Of course, many states have fine poets living within their boundaries. But usually the poets are there because universities or colleges have paid them to come. They are collected in the same way. And for the same reasons that football players are recruited. They go where the money is best and the teaching load is lightest. And they are brought in to add prestige, a sort of freaks in residence recruitment program.

But Bly and McGrath are different. Both of them were born and raised in the area, Bly in Madison, Minnesota, and McGrath just over the border in North Dakota. Both of them have written extensively and movingly of Minnesota and Dakota.

Poetry, like everything else, is a cultural and social phenomenon. Minnesota has an ungodly number of good hockey players because it takes hockey seriously. And for the same reason, it has an ungodly number of poets. There is a climate for poetry here. And so it exists and thrives, feeds itself, and grows on the excitement that such energy always generates.

But the presence of poets like Bly and McGrath, who are here because they want to be, not because they are paid to be, is not the only reason poetry is alive and kicking in Minnesota. Poetry and politics have always been closely connected. Where people takes its politics seriously, it usually takes poetry seriously. If you're alive enough to care about the outer world of politics, chances are you are alive enough to care about the inner world of poetry.

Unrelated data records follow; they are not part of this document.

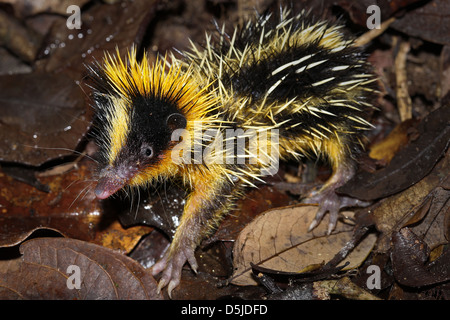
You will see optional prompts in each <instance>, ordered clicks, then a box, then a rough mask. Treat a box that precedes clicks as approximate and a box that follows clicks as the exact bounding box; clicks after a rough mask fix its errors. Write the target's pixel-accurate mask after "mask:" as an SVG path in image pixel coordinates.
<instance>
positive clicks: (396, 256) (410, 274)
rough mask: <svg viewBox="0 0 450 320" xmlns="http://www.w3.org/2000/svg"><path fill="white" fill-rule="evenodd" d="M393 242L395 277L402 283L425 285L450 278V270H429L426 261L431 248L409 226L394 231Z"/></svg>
mask: <svg viewBox="0 0 450 320" xmlns="http://www.w3.org/2000/svg"><path fill="white" fill-rule="evenodd" d="M392 242H393V250H392V252H391V260H392V267H393V271H394V277H395V279H396V280H397V281H398V282H399V283H400V284H402V285H406V286H410V287H423V286H428V285H433V284H437V283H440V282H444V281H448V280H449V279H450V274H449V272H446V273H433V272H431V271H430V270H429V268H428V267H427V265H426V262H427V260H428V256H429V254H430V250H429V248H428V246H427V245H426V243H425V242H423V241H422V240H421V239H420V238H419V237H418V236H417V235H415V234H414V233H413V232H412V231H410V230H409V229H408V228H403V229H402V230H400V232H396V233H394V235H393V236H392ZM447 256H448V255H447ZM447 258H448V257H447ZM447 260H448V259H447ZM447 263H448V262H447Z"/></svg>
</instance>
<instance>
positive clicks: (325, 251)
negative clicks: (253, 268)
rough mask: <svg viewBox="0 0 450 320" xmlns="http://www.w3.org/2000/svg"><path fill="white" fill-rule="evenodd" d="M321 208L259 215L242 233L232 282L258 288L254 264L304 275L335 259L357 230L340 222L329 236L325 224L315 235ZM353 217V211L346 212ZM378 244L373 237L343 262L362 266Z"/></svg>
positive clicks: (242, 230) (239, 241)
mask: <svg viewBox="0 0 450 320" xmlns="http://www.w3.org/2000/svg"><path fill="white" fill-rule="evenodd" d="M316 211H317V207H315V206H306V205H301V206H295V207H286V208H281V209H274V210H270V211H267V212H265V213H264V214H262V215H260V216H258V217H257V218H256V219H255V220H254V221H253V222H252V223H250V224H249V225H247V227H246V228H245V229H244V230H242V232H241V233H240V235H239V237H238V238H237V240H236V243H235V245H234V250H233V255H234V261H233V265H234V268H235V270H234V273H233V275H232V277H231V283H233V284H236V285H255V284H256V281H255V280H254V279H253V278H252V275H251V266H250V263H253V264H255V265H259V266H262V267H265V268H268V269H273V270H279V271H284V272H300V271H301V270H303V269H305V268H306V267H308V266H310V265H316V264H320V263H324V262H325V263H326V262H328V261H329V260H331V259H332V258H333V257H334V256H335V254H337V253H338V252H339V251H340V249H341V248H342V247H343V246H345V244H346V243H347V242H348V241H350V240H351V238H352V234H353V227H352V226H349V225H346V224H344V223H341V222H338V224H337V226H336V229H335V231H334V232H333V233H332V234H331V235H329V236H327V235H326V232H327V230H326V229H327V224H326V223H321V224H320V225H319V226H318V227H317V228H316V229H314V230H313V231H312V232H308V231H307V230H308V226H309V224H310V223H311V221H312V220H313V218H314V217H315V214H316ZM343 214H344V215H345V214H350V212H344V213H343ZM375 241H376V236H375V235H373V234H369V235H368V236H367V237H366V238H365V239H364V240H362V241H361V242H360V243H359V245H358V246H357V247H356V248H355V249H354V250H353V251H352V252H351V253H350V254H349V255H348V256H347V258H346V259H345V260H344V261H343V262H342V263H345V262H347V261H348V262H350V264H349V265H348V266H347V267H346V269H353V268H355V267H358V266H359V265H360V264H361V263H362V262H363V261H364V259H365V258H366V257H367V255H368V254H369V252H370V251H371V250H372V247H373V246H374V244H375Z"/></svg>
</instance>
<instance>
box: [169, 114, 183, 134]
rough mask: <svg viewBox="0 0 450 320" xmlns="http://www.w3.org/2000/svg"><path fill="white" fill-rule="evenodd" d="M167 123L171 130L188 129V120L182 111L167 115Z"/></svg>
mask: <svg viewBox="0 0 450 320" xmlns="http://www.w3.org/2000/svg"><path fill="white" fill-rule="evenodd" d="M166 123H167V126H168V127H169V128H170V130H171V131H174V130H176V129H186V125H187V120H186V118H185V117H184V116H183V115H182V114H180V113H172V114H171V115H170V116H168V117H167V120H166Z"/></svg>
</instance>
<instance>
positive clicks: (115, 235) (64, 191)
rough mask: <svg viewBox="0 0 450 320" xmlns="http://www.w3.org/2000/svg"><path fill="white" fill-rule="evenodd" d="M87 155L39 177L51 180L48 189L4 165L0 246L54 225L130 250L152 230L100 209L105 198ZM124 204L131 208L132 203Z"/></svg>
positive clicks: (111, 245) (116, 246) (86, 238)
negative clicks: (102, 199)
mask: <svg viewBox="0 0 450 320" xmlns="http://www.w3.org/2000/svg"><path fill="white" fill-rule="evenodd" d="M85 160H86V159H85ZM85 160H84V161H80V162H79V163H77V166H76V167H74V169H73V170H71V171H69V172H63V173H61V174H59V175H56V176H45V177H39V181H40V182H41V183H42V184H44V185H47V186H49V188H50V192H48V193H47V192H42V191H39V190H37V189H35V188H33V187H31V186H29V185H26V184H24V183H21V182H18V181H16V180H13V179H11V178H10V177H8V176H6V175H5V174H3V173H2V172H1V171H0V208H1V216H0V247H11V246H15V245H17V244H18V243H21V242H22V241H24V240H25V239H26V238H28V237H29V236H30V235H31V234H33V233H35V232H36V231H39V230H42V231H45V230H52V231H55V232H58V233H59V234H63V235H65V236H66V237H71V238H76V239H81V240H85V241H91V242H94V243H97V244H101V245H103V246H106V247H109V248H113V249H117V250H121V251H123V252H130V251H131V250H132V249H133V248H134V247H135V246H136V244H137V242H138V241H139V240H140V239H141V237H142V236H143V235H145V234H147V233H148V232H150V230H152V228H150V227H146V226H134V227H130V228H126V229H124V228H123V227H122V226H121V225H120V224H119V223H118V222H117V216H116V215H115V214H114V212H105V213H104V214H100V212H101V213H103V210H102V203H101V202H100V201H98V200H97V199H96V198H95V195H94V193H93V190H92V188H93V185H92V172H91V169H92V163H91V162H89V161H85ZM125 209H126V213H129V211H130V207H129V206H128V207H127V208H125Z"/></svg>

This is one reason why two such small countries as Ireland and Chile have given us so many fine poets and writers, WB Yeats and Pablo Neruda, for example. Neither country is hardly a superpower. Neither country has the distinction of being responsible for the deaths of millions of people. But both countries take politics seriously. And relative to the rest of the United States, so is Minnesota, which has not only given the country more than its share of decent politicians, but has also been responsible for some of the most important radical political experiments this country has ever had.

Both Bly and McGrath, as well as many younger poets in the area, have been quick to sense and thrive on the connection between poetry and politics. I'm sure there are other reasons, too, for the strength of poetry in Minnesota, reasons that are harder to pin down. Poetry has always, for example, thrived on wide-open spaces-- the sea, the plains, forests, and the stars. It's probably no accident that blind McGrath and other important poets of this area have steered clear of the cities.

Bly's first book was called Silence in the Snowy Fields. And McGrath has said, and I quote, "Here man can never think of himself as he can in the city, as the master of nature. Like it or not, he is subject to the ancient power of seasonal change. He cannot avoid being in nature. He has an heroic adversary that is no abstraction. At a level below immediate consciousness, we respond to this, are less alien to our bodies, to human and natural time."

Of course, not all the poetry that's written in Minnesota is going to be about Minnesota, but much of it is. And if it's true that poetry gives us back our lives and our day-by-day reality in a heightened and clarified form, then what Minnesota poets have to say about Minnesota may well be crucial in understanding our place and our times.